The purchase price was a combination of 1,081,197 shares of GlobeSpan common
stock and a $90.0 million subordinated redeemable convertible note.
About GlobeSpan
GlobeSpan, Inc. is a leading worldwide developer of advanced DSL chipsets, which
enable data transmission over the existing network of copper telephone wires,
known as the local loop, at rates over 100 times faster than today's commonly
deployed 56K modems. To date, the company has shipped several million DSL
chipsets, representing a significant share of this emerging market, to a
customer base of more than 100 DSL equipment manufacturers. GlobeSpan, Inc. is
based at 100 Schulz Drive, Red Bank, New Jersey 07701 and can be reached by
phone at + 1-732-345-7500. The company's web site is WWW.GLOBESPAN.NET.
GlobeSpan is a trademark of GlobeSpan, Inc.
About PairGain Technologies, Inc.
PairGain is the leader in the design, manufacture and sale of DSL networking
systems. Service providers and private network operators worldwide use
PairGain's products to deploy DSL-based services such as high-speed Internet and
remote LAN access. On February 23, 2000 the company announced that it had
reached an agreement with ADC Telecommunications (NASDAQ: ADCT) for the
acquisition of PairGain by ADC.
Additional information about the company is available on the Internet at
WWW.PAIRGAIN.COM.
# # #
Except for the historical information contained herein, the matters discussed in
this press release are forward-looking statements within the meaning of the
safe-harbor provisions of the Private Securities Litigation Reform Act of 1995.

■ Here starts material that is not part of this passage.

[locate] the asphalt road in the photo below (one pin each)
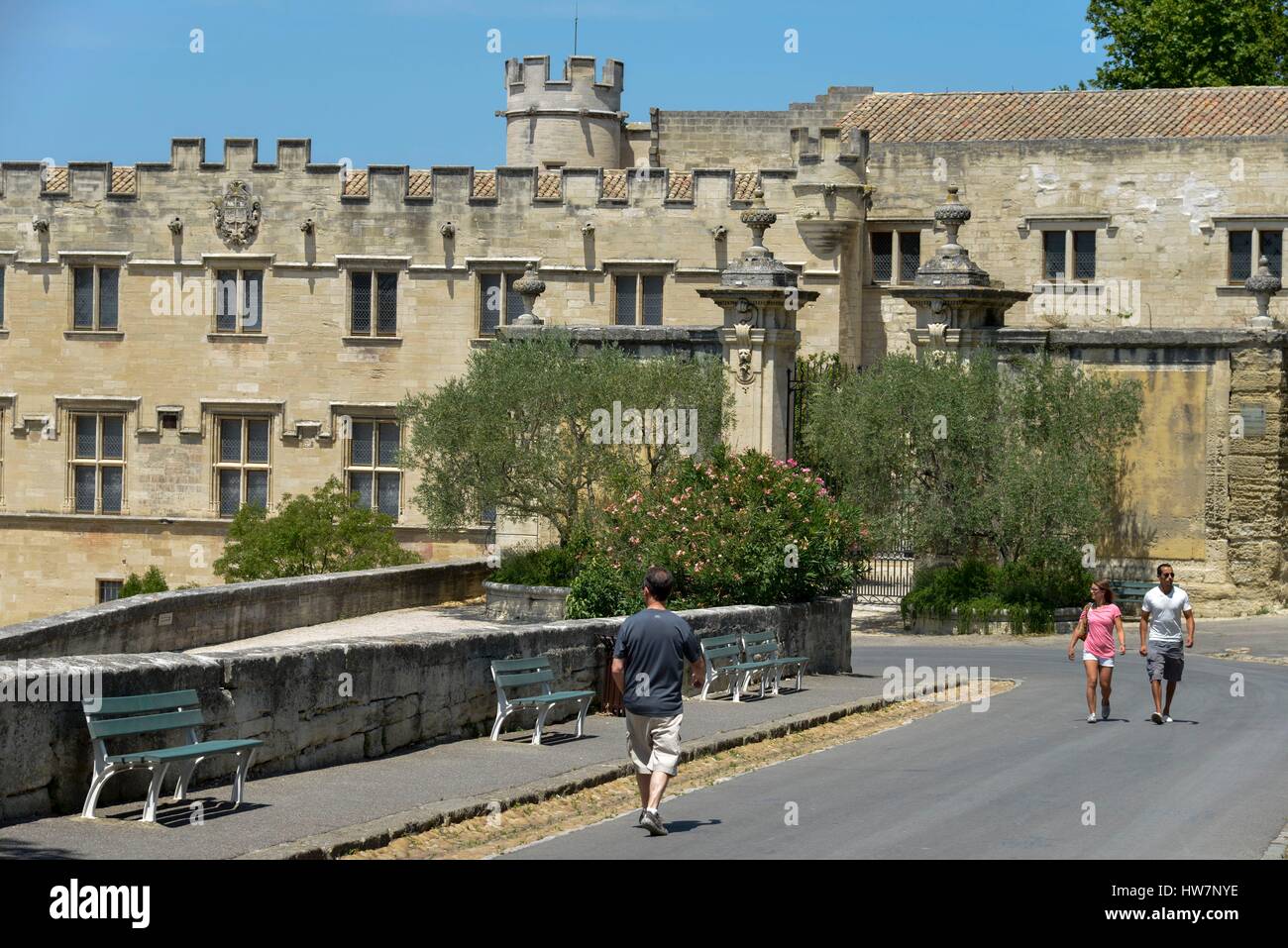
(1014, 781)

These forward-looking statements are subject to risks and uncertainties that may
cause actual results to differ materially, including but not limited to
economic, competitive, governmental and technological factors affecting both
GlobeSpan's and PairGain Technologies' operations, markets, services and related
products, prices and other factors discussed in GlobeSpan's recent prospectus
and other periodic filing with the Securities and Exchange Commission and
PairGain's periodic filings with the Securities and Exchange Commission.